Here, there’s something to be learned from relatively low-stakes crashes like the one in Tempe, but only if we step back and resist the temptation to turn these individual lives affected into players in grand moral and ethical dramas. And in the case of the Tempe crash, the local news media did an excellent job of doing just that.
According to the Arizona Republic, the human driver reported in her statement to police that “As far as I could tell, the third lane had no one coming in it so I was clear to make my turn. Right as I got to the middle lane about to cross the third I saw a car flying through the intersection but couldn’t brake fast enough to completely avoid collision.” It’s interesting that she focuses not on who or what was driving the other car, but instead on the vehicle was doing in relation to her.
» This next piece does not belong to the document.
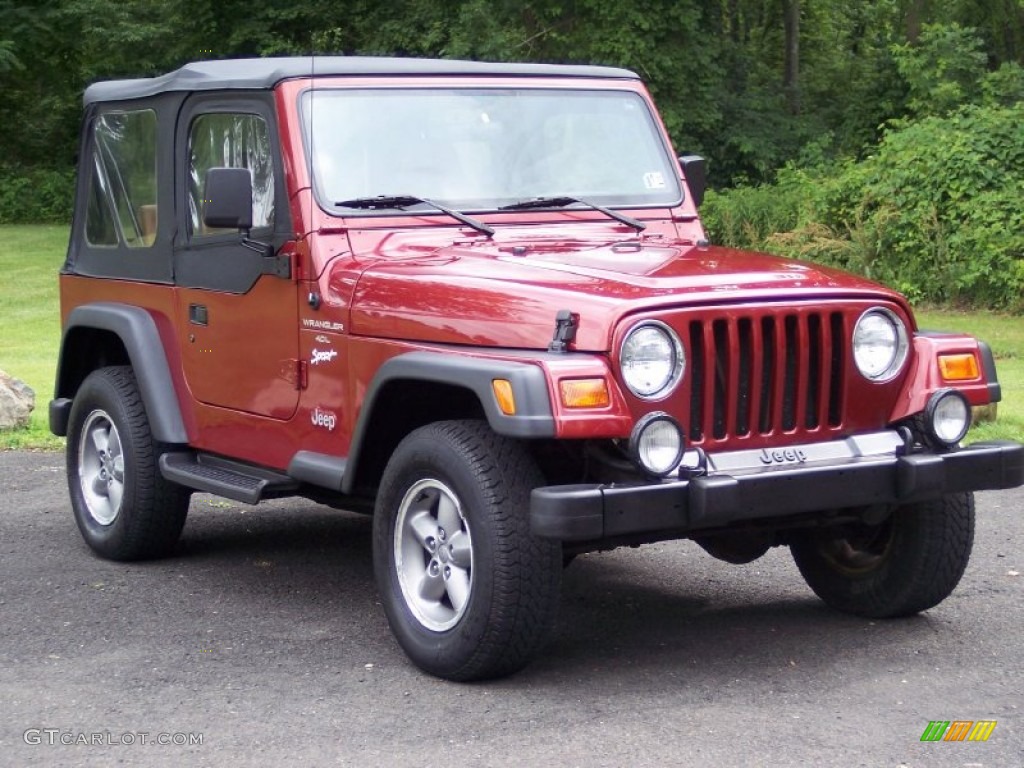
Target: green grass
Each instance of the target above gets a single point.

Local reporting also highlights the statements from two witnesses, who each provided a different account of who was at fault. One echoed the police report in stating that the human-driven vehicle struck the Uber. But the other said that it was the Uber vehicle’s “fault for trying to beat the light and hitting the gas so hard.”
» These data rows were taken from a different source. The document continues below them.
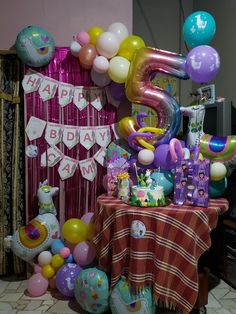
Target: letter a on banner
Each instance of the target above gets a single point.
(48, 88)
(88, 168)
(67, 167)
(65, 94)
(31, 82)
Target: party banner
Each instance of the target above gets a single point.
(100, 156)
(53, 133)
(31, 82)
(65, 94)
(70, 136)
(48, 88)
(80, 97)
(35, 128)
(67, 167)
(88, 168)
(87, 137)
(51, 157)
(103, 135)
(96, 98)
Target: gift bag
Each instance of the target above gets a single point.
(192, 181)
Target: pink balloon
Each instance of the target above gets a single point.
(84, 253)
(37, 285)
(83, 38)
(37, 268)
(88, 217)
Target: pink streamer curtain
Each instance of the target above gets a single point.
(76, 195)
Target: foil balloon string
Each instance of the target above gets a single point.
(140, 90)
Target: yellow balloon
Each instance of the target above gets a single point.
(57, 261)
(90, 234)
(94, 33)
(129, 45)
(48, 271)
(74, 230)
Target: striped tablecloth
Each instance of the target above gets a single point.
(158, 246)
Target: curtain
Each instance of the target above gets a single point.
(12, 207)
(76, 194)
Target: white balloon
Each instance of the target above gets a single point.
(120, 30)
(145, 156)
(107, 45)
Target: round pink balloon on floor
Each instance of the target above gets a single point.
(37, 285)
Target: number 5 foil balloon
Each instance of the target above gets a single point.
(139, 88)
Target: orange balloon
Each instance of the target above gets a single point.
(86, 56)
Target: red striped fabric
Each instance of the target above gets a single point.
(166, 257)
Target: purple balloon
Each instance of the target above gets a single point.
(202, 64)
(117, 91)
(65, 278)
(163, 157)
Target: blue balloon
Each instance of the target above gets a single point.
(123, 301)
(35, 46)
(199, 29)
(165, 179)
(217, 188)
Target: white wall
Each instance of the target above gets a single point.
(159, 23)
(61, 18)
This latter statement in particular is telling in that the witness, perhaps unconsciously, assumed that the Uber had motivations behind its behavior, just like a human driver—in this case, beating the light to avoid getting held up.
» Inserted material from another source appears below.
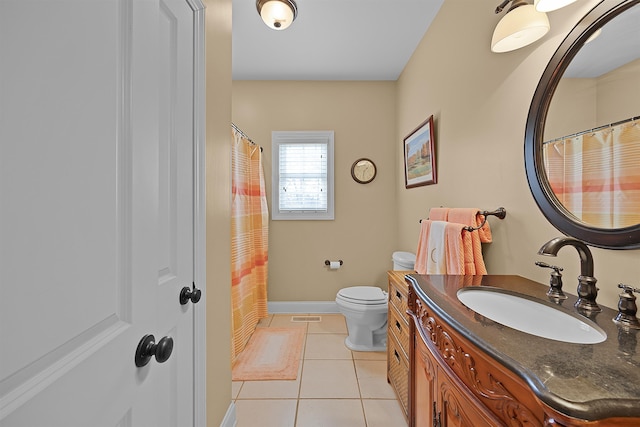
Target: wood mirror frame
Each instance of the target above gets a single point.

These statements speak volumes about how people perceive and interact with self-driving cars: not as some esoteric technology demanding deep levels of ethical and philosophical angst, but as vehicles that can cause harm and sometimes behave unpredictably, just like human-driven cars.
It’s this rubber-meets-the-road type of pragmatism that we need when thinking through the very real challenges and opportunities of self-driving vehicles and that fender-benders give us invaluable insights into.
And those insights help us focus on potential impacts that aren’t as dramatic as deaths or serious injuries, but are nevertheless important to those that suffer them. For instance, local news outlets emphasized the fact that there were no passengers in the self-driving Uber. If there were, how—if at all—would the car have modified its behavior to prevent minor injuries, including whiplash? And if the car could have taken evasive action, how would it be programmed to balance potential bumps and bruises to passengers and driver with the potentially more serious injuries associate with a collision?
There’s a really important national debate to be had about how to define the role of autonomous vehicles in our increasingly complex society, but let’s not get sidetracked by armchair philosophizing or tantalizing moral dilemmas. Instead, we should be looking at real challenges faced by real people.
And for goodness’ sake, let’s not overreact and force every self-driving Uber to execute a hand brake turn when it senses hesitation in a human driver, turning our neighborhood here in Arizona into a scene from Fast and Furious 9: Uber Tempe Drift.